Más sobre este importante acontecimiento lo reservo para el próximo capítulo.
Desde el autobús se divisan praderas extensas, rica agricultura combinada con ganadería. El litoral normando es precioso. Dice la historia –o la leyenda- que en el pueblecito de Lisieux vivió Santa Teresa, llamada del Niño Jesús.
Otro pueblecito anclado en el Valle del Sena,
Giverny, que ni en los mapas he logrado identificar, tiene fama porque allí vivió y murió uno de los grandes pintores de Francia, Paul Monet, nacido en París en 1840. Murió en 1926.
Monet fue un niño prodigio. A los quince años dibujaba caricaturas que exponía en una librería en El Havre. Otro pintor, Eugéne Boudin, precursor directo de los impresionistas, instalado temporalmente en El Havre, vio las muestras de talento del joven Monet y le indujo a dedicarse a la pintura de paisajes.

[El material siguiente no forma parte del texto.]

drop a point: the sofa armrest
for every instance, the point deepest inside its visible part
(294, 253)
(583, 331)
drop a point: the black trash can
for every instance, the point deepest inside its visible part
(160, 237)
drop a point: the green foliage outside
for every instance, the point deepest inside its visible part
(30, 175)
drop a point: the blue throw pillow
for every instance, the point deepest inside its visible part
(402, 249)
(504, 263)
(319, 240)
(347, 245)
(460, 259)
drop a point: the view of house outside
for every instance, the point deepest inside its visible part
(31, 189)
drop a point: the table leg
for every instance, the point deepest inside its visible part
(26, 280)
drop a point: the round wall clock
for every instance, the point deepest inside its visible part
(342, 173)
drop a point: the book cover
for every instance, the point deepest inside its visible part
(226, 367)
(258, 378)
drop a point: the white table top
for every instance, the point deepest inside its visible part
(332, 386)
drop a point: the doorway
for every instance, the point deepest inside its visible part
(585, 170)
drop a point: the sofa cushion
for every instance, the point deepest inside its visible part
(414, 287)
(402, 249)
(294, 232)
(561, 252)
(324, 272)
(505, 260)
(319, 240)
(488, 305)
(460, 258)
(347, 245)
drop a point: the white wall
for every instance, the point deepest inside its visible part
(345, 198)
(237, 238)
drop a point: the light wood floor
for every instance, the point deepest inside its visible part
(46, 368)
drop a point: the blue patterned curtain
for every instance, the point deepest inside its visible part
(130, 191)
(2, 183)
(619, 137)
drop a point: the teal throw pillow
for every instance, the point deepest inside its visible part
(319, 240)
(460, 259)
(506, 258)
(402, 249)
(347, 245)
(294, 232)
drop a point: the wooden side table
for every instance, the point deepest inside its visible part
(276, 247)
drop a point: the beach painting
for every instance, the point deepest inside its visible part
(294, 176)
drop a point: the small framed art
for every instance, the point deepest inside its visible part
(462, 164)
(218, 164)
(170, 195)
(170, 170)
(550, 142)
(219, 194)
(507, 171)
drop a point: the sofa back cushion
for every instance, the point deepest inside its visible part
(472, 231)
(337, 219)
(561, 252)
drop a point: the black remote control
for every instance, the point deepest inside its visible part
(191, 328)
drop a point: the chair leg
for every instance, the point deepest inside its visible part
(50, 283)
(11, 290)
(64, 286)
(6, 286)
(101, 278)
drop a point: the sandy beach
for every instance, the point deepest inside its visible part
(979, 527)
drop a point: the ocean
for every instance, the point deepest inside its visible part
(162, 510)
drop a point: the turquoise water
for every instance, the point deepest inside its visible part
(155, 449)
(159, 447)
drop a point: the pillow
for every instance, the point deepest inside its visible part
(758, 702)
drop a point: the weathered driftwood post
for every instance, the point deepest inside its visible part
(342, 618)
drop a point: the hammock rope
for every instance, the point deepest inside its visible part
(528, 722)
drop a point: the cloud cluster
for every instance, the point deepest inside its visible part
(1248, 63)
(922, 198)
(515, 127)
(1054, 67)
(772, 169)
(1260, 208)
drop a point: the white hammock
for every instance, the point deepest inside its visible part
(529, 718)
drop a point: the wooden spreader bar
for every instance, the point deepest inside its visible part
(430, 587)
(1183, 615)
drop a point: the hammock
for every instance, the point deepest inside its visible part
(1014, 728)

En aquellos años Francia ocupaba Argelia, país norteafricano que había invadido en 1830. Monet fue enviado allí como soldado, permaneciendo dos años en el llamado servicio militar.
A su regreso a París
se relacionó con los más importantes pintores jóvenes de la época: Renoir, Sisley, Brazille y otros. En 1864 se instala en tierra normanda. Pinta sin cesar: “La merienda campestre”, “La terraza en El Havre”, “El vestido verde”, “Mujeres en el jardín”, “La merienda en un interior”.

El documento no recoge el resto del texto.